COL. SMITH: This is what you were priming us for, isn’t it?

DR. SCRANTON: Yes, Colonel. I’m afraid we’ve run out of time. We’re going to keep probing with Tier 1 drones and micro-UAVs, but they can only get us so far; we badly need human eyes at ground level.

LIAISON, CENTRAL INTELLIGENCE AGENCY: But she’s not ready to deploy yet!

COL. SMITH: Leave that to me.





END TRANSCRIPT


UPSTATE NEW YORK, TIME LINE TWO, JULY 2020

That afternoon, Rita flew into Rochester on a Delta connection via Minneapolis.
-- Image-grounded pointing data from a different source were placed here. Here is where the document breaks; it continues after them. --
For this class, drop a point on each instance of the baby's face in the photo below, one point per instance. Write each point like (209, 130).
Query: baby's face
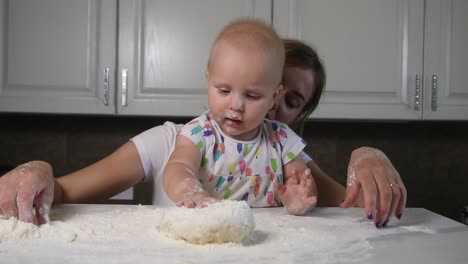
(241, 90)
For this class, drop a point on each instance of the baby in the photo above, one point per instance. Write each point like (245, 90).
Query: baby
(232, 151)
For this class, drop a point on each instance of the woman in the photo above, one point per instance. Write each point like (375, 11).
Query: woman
(373, 182)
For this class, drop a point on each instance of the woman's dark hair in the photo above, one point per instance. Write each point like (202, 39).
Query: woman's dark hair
(301, 55)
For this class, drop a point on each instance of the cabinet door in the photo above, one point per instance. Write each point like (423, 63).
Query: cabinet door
(372, 50)
(53, 54)
(446, 60)
(163, 52)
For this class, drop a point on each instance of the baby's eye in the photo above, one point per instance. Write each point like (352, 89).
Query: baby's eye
(223, 90)
(292, 102)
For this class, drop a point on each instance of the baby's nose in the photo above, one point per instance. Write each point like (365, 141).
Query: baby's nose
(237, 103)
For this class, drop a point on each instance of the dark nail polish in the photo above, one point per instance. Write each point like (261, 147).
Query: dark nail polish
(386, 222)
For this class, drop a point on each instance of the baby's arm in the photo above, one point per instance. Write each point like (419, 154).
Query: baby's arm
(299, 192)
(180, 177)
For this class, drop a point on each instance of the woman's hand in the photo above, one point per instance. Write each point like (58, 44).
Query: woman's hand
(299, 193)
(383, 190)
(27, 192)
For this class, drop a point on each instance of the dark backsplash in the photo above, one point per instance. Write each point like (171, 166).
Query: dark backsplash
(431, 157)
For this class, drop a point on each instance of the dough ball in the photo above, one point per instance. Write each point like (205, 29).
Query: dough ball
(225, 221)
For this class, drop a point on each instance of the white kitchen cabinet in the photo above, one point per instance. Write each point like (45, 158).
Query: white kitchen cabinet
(381, 55)
(163, 52)
(54, 55)
(446, 60)
(372, 50)
(61, 56)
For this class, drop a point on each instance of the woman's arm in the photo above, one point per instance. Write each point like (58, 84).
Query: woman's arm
(372, 183)
(115, 173)
(332, 194)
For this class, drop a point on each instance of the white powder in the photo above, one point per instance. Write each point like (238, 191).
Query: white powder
(130, 234)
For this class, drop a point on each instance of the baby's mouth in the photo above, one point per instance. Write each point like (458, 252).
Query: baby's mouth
(234, 120)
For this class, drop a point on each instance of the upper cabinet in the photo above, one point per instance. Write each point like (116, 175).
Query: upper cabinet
(57, 56)
(163, 52)
(385, 59)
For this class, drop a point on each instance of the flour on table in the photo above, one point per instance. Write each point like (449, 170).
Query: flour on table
(225, 221)
(132, 234)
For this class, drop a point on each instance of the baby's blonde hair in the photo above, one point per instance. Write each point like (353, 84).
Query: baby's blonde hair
(253, 34)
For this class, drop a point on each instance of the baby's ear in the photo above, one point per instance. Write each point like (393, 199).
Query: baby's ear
(278, 92)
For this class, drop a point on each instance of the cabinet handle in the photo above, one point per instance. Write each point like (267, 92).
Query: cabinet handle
(124, 87)
(106, 86)
(417, 94)
(434, 93)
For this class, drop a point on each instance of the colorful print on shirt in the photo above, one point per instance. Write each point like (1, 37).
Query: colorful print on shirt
(243, 170)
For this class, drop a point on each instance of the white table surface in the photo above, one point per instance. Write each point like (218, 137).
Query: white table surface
(129, 234)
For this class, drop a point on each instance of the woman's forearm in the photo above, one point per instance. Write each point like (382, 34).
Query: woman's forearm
(330, 192)
(103, 179)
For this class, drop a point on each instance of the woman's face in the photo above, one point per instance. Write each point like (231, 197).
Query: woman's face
(298, 89)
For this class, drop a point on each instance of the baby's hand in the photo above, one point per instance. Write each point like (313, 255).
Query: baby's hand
(299, 193)
(199, 201)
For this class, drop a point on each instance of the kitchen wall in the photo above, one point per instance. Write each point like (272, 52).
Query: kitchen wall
(432, 157)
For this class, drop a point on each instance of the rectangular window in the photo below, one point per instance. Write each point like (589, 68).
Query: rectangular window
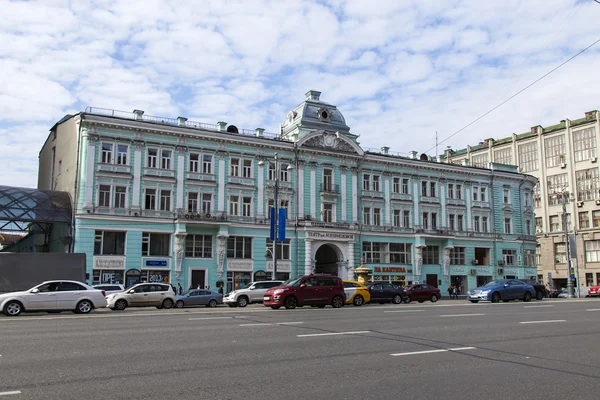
(156, 244)
(400, 253)
(458, 256)
(152, 159)
(165, 200)
(528, 157)
(194, 162)
(109, 243)
(198, 246)
(592, 251)
(555, 150)
(120, 196)
(150, 203)
(192, 202)
(104, 196)
(584, 144)
(107, 153)
(239, 247)
(431, 255)
(587, 184)
(122, 150)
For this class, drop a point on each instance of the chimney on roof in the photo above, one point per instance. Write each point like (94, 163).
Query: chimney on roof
(313, 95)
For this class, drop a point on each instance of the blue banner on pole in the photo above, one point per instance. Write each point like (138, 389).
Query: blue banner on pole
(282, 219)
(273, 222)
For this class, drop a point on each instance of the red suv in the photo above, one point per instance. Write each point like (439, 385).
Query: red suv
(309, 290)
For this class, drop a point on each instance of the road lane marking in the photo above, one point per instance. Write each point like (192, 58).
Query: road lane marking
(272, 323)
(10, 393)
(333, 333)
(460, 315)
(543, 322)
(538, 306)
(412, 353)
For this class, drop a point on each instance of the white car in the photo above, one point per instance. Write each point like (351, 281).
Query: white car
(109, 288)
(160, 295)
(53, 296)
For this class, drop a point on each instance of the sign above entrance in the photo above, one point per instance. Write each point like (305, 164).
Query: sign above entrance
(330, 235)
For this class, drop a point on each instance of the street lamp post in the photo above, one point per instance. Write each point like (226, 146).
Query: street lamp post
(564, 197)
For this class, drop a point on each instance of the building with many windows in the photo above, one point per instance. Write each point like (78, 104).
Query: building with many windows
(171, 200)
(564, 159)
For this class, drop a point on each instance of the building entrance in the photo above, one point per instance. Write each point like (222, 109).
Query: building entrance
(326, 260)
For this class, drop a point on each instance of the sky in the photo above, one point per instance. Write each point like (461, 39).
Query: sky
(398, 70)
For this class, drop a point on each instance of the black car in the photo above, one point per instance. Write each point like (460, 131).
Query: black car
(540, 290)
(385, 292)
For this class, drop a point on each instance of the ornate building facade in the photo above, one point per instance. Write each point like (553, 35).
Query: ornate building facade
(171, 200)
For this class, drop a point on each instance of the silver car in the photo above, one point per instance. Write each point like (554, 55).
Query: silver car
(199, 298)
(159, 295)
(53, 296)
(253, 293)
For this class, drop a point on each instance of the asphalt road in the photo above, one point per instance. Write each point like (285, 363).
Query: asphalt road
(447, 350)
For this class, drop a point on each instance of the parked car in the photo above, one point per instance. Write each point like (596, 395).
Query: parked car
(540, 289)
(199, 298)
(317, 290)
(53, 296)
(421, 292)
(109, 288)
(356, 293)
(159, 295)
(385, 292)
(253, 293)
(502, 289)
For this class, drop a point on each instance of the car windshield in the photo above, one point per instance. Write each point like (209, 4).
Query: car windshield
(292, 282)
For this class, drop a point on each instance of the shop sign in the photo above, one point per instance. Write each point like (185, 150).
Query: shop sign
(400, 270)
(109, 262)
(330, 235)
(240, 265)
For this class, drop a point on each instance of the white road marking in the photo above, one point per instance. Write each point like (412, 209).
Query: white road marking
(460, 315)
(273, 324)
(432, 351)
(543, 322)
(9, 393)
(333, 333)
(538, 306)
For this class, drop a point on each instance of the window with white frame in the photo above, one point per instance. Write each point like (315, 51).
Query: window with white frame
(587, 184)
(555, 150)
(458, 256)
(584, 144)
(503, 156)
(198, 246)
(528, 157)
(156, 244)
(509, 256)
(239, 247)
(109, 243)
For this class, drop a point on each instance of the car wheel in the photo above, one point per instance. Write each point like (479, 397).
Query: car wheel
(13, 308)
(540, 296)
(84, 307)
(291, 303)
(242, 301)
(120, 305)
(496, 297)
(337, 302)
(358, 301)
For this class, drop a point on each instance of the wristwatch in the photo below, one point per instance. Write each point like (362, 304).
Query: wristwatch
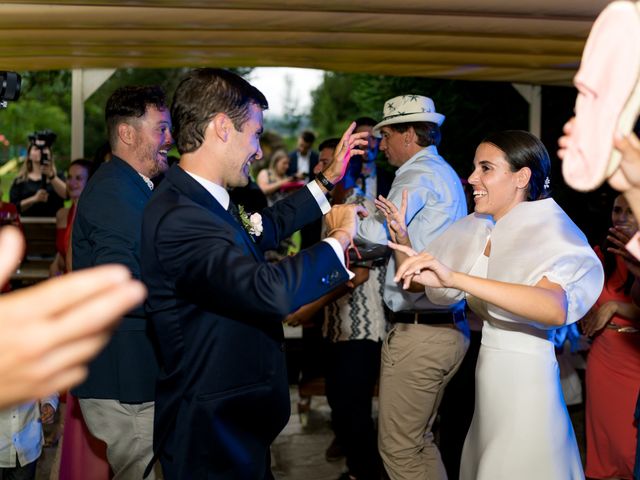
(325, 183)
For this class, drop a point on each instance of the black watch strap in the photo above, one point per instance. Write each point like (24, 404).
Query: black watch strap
(325, 183)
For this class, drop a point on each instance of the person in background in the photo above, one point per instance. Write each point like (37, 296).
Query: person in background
(613, 363)
(78, 175)
(303, 159)
(117, 397)
(427, 342)
(38, 190)
(21, 437)
(527, 270)
(271, 179)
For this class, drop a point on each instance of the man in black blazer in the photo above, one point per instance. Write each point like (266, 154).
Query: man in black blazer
(117, 397)
(216, 305)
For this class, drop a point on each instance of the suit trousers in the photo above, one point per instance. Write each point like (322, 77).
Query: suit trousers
(417, 363)
(127, 429)
(352, 372)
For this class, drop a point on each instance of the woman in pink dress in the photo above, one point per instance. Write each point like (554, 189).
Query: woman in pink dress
(613, 365)
(82, 457)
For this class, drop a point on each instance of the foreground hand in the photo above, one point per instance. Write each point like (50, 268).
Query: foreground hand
(396, 223)
(349, 146)
(46, 413)
(342, 220)
(597, 318)
(421, 268)
(48, 332)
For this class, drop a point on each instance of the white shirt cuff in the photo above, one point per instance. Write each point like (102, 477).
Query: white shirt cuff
(320, 197)
(335, 244)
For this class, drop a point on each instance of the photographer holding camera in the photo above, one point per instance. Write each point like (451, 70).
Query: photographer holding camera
(38, 191)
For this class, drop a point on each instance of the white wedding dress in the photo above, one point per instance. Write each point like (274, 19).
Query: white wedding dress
(521, 429)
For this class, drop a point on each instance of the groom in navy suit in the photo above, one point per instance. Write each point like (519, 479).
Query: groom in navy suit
(216, 305)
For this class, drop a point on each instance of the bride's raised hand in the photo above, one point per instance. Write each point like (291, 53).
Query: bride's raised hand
(396, 223)
(422, 268)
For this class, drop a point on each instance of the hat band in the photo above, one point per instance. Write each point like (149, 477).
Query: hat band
(402, 115)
She was as tired and irritated as usual on arrival (she had been mildly disappointed to discover that her DHS staff ID card didn’t give her the right to magically sidestep the airport security lines or the scrum at the checked baggage belt); all she wanted to do was rent a car and drive out to the transit facility for Camp Graceland. She was not expecting to find Colonel Smith waiting for her in Arrivals, looking impatient. “Your flight is late.”